La fut mis au jour le 8 avril 1820 sur l’ile de Milo, en plein mer Egée par un paysan qui cherchait des pierres pour clore son champ. Un jeune officier de marine français, se trouve fortuitement sur les lieux. Ce curieux d’archéologie, Olivier Voutier, alerte alors le vice-consul de France à Milo. L’île est alors une possession ottomane. Voutier désire plus que tout que la France achète la statue. L’ambassadeur de France à Constantinople, le marquis de Rivière dépêche alors un secrétaire à Milo pour acheter cette statue. Elle est offerte au roi de France, Louis XVIII par le marquis, de retour en France, le 1er mars 1821. Le Roi décide de la donner au musée du Louvre…

La pose de la statue, laisse penser que la Venus portait un diadème, un bracelet au bras droit et des boucles d’oreille. Les boucles furent découvertes avec la statue.  Mais rien n’est dit de la destinée de ces bijoux.

C’est Comarmond qui nous donne la réponse dans sa description des boucles : le marquis de Rivière en fit dont au premier conservateur du musée des Beaux-Arts de 1806 à 1830, jadis le Palais des Arts, François Artaud. Peut-être les donna-t-il lorsqu’il rallia Paris depuis le Sud de la France au début de l’année 1821.

Voici la description des Boucles par Comarmond dans l’ouvrage cité précédemment.

N 36

Boucle d’oreille formant, avec celle qui porte le numero suivant, la paire parfaitement complète ; elle est d’une belle conservation ; le travail en est fin et des plus soignés ; Artaud faisait le plus grand cas de cette parure et la portait à un prix très-elevé. Ce bijou représente un anneau ovale élastique non soudé ; la grosse extrémité offre une tête de chimère à mufle de lyon ; deux cornes flexueuses partant du milieu du front et se dirigent en arrière, en formant l’S. Cette tête porte un collie à dents de loup, d’où sort une queue, formée de traits en spirale qui font ressort et se terminent par une pointe lisse et aiguë ; celle-i arrive dans la gueule du lion, dont les yeux sont figurés en pierre ou mastic noir décomposé, et non point en diamant, comme le dit Artaud, à moins qu’il n’ait employé le mot diamant comme expression générique d’une pierre fine. Voici, mot à mot, ce que dit ce dernier, à l’égard de ce bijou : « Deux boucles d’oreille torses en or, à tête de chimère ayant des yeux de diamant ; ces pendants grecs de fort bon goût et d’un travail très-soigné, ont été trouvés avec la Vénus de Milo ; c’est feu M. le duc de Rivière qui me les a donnés ». Cette note est intéressante en ce qu’elle indique leur origine. Par la construction de cette boucle, le peu de jeu de son ressort, on juge qu’elle était destinée à être suspendus à un autre anneau qui passait dans l’oreille. La conservation, le style et l’élégante délicatesse de ce bijou, peuvent encore exciter l’envie d’une femme et plus d’une beauté s’en parerait avec plaisir. (cabinet Artaud).Diamètre 1 cent. 5 mill. Poids. 2 gram.

N 37

Boucle d’oreille conforme à la précédente sous tous les rapports (Cabinet Artaud)
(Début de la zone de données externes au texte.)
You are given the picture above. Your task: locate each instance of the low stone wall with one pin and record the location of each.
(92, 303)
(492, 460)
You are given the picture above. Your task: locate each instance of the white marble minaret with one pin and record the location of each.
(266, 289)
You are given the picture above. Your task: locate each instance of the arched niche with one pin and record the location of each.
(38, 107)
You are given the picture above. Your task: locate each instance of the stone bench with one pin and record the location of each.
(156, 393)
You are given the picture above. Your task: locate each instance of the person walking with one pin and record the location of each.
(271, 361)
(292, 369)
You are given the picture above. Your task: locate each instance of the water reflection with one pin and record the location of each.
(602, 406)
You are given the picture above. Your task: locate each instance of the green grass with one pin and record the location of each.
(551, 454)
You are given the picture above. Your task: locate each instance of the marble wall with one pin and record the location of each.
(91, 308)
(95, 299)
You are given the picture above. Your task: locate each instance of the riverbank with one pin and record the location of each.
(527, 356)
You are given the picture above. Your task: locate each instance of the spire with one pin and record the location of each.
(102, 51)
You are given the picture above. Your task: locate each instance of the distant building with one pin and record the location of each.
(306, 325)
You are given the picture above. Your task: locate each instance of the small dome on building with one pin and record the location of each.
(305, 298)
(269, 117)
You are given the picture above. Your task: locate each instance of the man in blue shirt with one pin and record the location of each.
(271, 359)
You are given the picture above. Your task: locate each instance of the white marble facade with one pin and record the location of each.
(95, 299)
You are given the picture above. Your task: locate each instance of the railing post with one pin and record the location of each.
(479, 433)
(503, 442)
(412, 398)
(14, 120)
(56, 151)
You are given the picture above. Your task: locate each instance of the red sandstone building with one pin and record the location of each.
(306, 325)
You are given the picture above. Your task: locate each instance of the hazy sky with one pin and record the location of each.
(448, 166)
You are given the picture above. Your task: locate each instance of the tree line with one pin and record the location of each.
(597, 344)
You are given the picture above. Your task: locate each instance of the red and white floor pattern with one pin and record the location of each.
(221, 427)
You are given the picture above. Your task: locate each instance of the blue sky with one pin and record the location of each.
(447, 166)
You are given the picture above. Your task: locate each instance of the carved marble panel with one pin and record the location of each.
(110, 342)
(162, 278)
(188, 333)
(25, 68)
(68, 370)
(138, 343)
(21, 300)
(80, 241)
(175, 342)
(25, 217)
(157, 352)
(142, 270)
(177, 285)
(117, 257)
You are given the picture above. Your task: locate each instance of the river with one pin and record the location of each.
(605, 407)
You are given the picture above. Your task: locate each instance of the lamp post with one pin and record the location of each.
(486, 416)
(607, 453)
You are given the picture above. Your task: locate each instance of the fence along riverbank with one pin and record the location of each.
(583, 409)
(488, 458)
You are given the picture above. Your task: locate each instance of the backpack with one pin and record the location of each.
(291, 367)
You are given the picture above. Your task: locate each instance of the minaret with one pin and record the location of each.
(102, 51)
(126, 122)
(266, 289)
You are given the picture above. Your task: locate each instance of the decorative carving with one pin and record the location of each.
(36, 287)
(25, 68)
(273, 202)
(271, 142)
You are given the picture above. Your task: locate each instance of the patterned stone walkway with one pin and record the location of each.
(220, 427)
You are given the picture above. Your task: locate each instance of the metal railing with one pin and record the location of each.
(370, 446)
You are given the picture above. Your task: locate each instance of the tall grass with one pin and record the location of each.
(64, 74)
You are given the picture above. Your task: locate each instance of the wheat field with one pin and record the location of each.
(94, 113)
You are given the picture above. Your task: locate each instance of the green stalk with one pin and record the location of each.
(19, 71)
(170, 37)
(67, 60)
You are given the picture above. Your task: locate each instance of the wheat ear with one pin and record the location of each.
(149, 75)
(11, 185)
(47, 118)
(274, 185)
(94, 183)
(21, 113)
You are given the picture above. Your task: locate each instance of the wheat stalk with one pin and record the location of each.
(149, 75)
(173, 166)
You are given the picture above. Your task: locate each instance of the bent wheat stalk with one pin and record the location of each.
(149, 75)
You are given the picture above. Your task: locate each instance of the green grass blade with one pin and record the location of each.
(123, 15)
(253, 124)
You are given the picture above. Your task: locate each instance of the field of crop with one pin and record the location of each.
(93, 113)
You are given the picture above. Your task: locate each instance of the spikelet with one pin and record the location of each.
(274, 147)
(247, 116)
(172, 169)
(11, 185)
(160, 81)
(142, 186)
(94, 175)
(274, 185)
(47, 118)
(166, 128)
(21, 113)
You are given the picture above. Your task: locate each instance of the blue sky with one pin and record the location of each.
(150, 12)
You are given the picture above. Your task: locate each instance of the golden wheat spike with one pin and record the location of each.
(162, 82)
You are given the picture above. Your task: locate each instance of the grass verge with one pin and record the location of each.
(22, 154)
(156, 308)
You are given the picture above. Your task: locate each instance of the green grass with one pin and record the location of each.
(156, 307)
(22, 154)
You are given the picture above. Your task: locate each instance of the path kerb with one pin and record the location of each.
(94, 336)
Diamètre : 1 cent. 5Mil. Poids : 2 gram.

Je n’ai jamais vu la Vénus de Milo. Je n’ai jamais mis un pied au Louvre. La file des touristes, le peu de ressources et le gigantisme des lieux m’a découragé à chaque fois. Mais en s’intéressant aux photos, on peut s’interroger sur les écrits de Comarmond.

Si ces boucles sont celles de la Venus de Milo, une photo détaillée des divines oreilles laissent supposer que les bijoux ont été arrachés sinon endommagés par un évènement qui nous est inconnu : renversement et enterrement de la statue à la suite d’un épisode violent ? Pourquoi les bras de la statue n’ont jamais été retrouvées alors que ses boucles le furent aux cotés du buste ?

Ces boucles avivent les questionnements autour de la Venus de Milo. Une étude pour éclaircir les conditions de cette découverte à Milo serait la bienvenue.